The group, which is a local brand of a global scheme founded and run by convicted Russian fraudster, Sergey Mavrodi, was responding to recent media buzz about its operations, which have painted the group as a multiplication scheme.

“It has never been proven by the Consumer Commission and/or by the South African Courts that MMM Community is indeed a Ponzi/pyramid scheme as alleged,” it said.

“Because of this situation, a number of participants, representative of the larger MMM-RSA Community has decided to approach the Court for clarity in this matter.”

MMM is currently under investigation by the Hawks, with the National Consumer Commission listing it as a potential pyramid scheme.

The Consumer Protection Act describes any scheme that offers returns 20% above the repo rate (6.25%) as a “multiplication scheme” – otherwise known as a Ponzi scheme.

The NCC recently sent out a warning cautioning consumers not to allow themselves to be taken for a ride.

“If it sounds too good to be true, then it probably is too good to be true and don’t invest,” said commissioner Ebrahim Mohamed.

The commission has also warned consumers to be aware that taking part in pyramid or Ponzi schemes is a criminal offence.

“We’re not a Ponzi scheme”

In its statement against allegations, MMM said it is not an investment scheme, rather it is “a platform for exchange of donations between its members”.

“In MMM all the members are informed that they are donating spare money but not investing money,” the group said.

“That is why MMM cannot be labelled as a Ponzi scheme.

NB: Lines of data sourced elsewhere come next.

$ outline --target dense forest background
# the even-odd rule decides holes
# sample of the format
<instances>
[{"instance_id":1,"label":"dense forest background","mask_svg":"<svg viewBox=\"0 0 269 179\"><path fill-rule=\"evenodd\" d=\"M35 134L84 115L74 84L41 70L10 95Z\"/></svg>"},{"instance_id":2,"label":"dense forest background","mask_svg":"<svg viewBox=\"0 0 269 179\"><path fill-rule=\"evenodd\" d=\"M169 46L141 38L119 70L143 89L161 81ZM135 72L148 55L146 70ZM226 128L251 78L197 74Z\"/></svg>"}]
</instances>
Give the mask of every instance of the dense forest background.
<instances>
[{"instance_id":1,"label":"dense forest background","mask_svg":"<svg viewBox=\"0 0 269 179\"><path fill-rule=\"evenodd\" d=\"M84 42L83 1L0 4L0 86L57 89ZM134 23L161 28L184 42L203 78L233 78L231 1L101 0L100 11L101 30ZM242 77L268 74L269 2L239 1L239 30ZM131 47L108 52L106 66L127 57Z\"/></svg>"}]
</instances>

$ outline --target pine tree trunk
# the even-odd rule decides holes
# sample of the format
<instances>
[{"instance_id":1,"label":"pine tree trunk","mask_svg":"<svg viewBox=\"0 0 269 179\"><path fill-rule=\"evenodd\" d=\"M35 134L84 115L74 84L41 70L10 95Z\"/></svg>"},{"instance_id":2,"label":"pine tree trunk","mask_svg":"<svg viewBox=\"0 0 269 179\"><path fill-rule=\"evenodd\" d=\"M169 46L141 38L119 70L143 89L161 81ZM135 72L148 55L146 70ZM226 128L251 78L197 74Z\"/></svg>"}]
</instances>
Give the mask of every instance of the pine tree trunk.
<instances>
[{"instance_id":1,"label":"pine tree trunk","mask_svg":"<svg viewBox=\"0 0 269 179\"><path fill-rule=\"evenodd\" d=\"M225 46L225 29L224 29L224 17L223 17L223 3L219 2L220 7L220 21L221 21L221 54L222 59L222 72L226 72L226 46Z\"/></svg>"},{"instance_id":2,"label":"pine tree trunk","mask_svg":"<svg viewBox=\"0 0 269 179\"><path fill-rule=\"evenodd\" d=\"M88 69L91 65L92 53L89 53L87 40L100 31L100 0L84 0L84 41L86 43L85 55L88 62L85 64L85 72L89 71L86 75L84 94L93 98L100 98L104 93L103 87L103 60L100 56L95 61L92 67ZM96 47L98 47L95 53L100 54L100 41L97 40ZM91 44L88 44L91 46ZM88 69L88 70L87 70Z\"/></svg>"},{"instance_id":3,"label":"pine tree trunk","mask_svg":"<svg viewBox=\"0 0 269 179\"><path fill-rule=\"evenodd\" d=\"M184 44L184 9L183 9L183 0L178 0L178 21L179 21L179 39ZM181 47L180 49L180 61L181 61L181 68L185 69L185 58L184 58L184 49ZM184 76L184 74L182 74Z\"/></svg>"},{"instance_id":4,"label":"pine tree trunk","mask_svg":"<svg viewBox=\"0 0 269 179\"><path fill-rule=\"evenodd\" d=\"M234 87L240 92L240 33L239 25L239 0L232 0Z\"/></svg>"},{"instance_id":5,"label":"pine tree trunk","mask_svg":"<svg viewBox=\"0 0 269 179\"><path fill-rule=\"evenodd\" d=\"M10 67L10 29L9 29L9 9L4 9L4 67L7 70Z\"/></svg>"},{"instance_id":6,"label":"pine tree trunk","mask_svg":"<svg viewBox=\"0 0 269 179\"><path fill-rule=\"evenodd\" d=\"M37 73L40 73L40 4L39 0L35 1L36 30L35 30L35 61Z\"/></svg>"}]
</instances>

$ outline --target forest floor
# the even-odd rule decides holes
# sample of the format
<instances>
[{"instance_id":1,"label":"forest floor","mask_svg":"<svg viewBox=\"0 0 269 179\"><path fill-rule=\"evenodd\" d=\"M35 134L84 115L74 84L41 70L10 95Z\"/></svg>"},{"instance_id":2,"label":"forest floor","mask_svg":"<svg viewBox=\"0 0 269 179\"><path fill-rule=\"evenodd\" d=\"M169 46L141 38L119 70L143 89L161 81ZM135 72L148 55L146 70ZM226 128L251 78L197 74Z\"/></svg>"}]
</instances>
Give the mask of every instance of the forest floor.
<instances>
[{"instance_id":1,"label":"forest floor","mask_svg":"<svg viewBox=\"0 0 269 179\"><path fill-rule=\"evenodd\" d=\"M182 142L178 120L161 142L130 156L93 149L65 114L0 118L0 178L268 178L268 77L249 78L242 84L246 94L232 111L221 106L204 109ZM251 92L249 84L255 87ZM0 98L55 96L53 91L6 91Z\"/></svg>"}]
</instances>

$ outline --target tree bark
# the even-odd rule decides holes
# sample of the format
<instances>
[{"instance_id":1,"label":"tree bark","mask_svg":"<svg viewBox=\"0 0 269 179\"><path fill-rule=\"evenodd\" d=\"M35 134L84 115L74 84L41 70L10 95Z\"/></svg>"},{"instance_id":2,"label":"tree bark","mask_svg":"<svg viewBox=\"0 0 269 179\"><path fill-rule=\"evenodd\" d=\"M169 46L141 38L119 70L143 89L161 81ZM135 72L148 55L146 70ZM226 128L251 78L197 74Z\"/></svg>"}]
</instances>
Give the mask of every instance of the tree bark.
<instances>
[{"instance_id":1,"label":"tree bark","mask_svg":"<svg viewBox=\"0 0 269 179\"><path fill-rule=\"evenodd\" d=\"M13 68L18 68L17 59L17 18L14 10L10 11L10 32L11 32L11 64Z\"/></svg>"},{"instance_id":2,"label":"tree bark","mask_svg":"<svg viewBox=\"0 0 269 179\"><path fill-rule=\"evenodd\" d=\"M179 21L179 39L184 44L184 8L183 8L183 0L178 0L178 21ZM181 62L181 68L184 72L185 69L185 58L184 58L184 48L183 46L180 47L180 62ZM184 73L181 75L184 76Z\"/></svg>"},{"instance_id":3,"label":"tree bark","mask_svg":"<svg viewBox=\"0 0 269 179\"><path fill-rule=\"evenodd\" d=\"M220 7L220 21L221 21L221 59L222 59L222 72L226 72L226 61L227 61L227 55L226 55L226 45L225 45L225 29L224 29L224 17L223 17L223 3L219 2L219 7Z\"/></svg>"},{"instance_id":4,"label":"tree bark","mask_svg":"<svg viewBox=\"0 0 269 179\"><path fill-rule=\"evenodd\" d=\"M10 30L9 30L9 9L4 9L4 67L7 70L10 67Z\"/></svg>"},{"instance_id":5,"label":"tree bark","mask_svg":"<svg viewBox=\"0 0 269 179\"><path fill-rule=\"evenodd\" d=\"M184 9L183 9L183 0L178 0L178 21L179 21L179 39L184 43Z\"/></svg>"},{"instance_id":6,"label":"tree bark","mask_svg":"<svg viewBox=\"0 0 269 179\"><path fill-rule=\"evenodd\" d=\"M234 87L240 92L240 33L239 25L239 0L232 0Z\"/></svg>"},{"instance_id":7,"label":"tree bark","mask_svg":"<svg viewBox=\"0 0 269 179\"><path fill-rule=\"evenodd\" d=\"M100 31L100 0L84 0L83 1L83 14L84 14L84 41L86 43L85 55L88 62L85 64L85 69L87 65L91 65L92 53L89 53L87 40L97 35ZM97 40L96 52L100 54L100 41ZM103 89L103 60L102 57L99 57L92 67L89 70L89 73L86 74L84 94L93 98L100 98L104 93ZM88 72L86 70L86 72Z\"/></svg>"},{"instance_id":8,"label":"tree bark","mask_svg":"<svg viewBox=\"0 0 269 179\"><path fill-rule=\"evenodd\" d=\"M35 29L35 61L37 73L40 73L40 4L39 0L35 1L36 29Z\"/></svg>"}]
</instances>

A Ponzi scheme is a form of investment fraud that involves the promises of high return on investments.”

The group says that it does not promise or guarantee returns – despite the group advertising the fact users can earn up to 30% per month quite clearly on its site.


The group also denied reports that the global scheme had collapsed, saying it simply restructured a failed experiment scheme, and it would have no impact on other schemes attached.

“How can MMM collapse if there are neither investments, nor returns? People will always be ready to help others and they will want to receive assistance from others. The cause of freedom cannot collapse,” it said.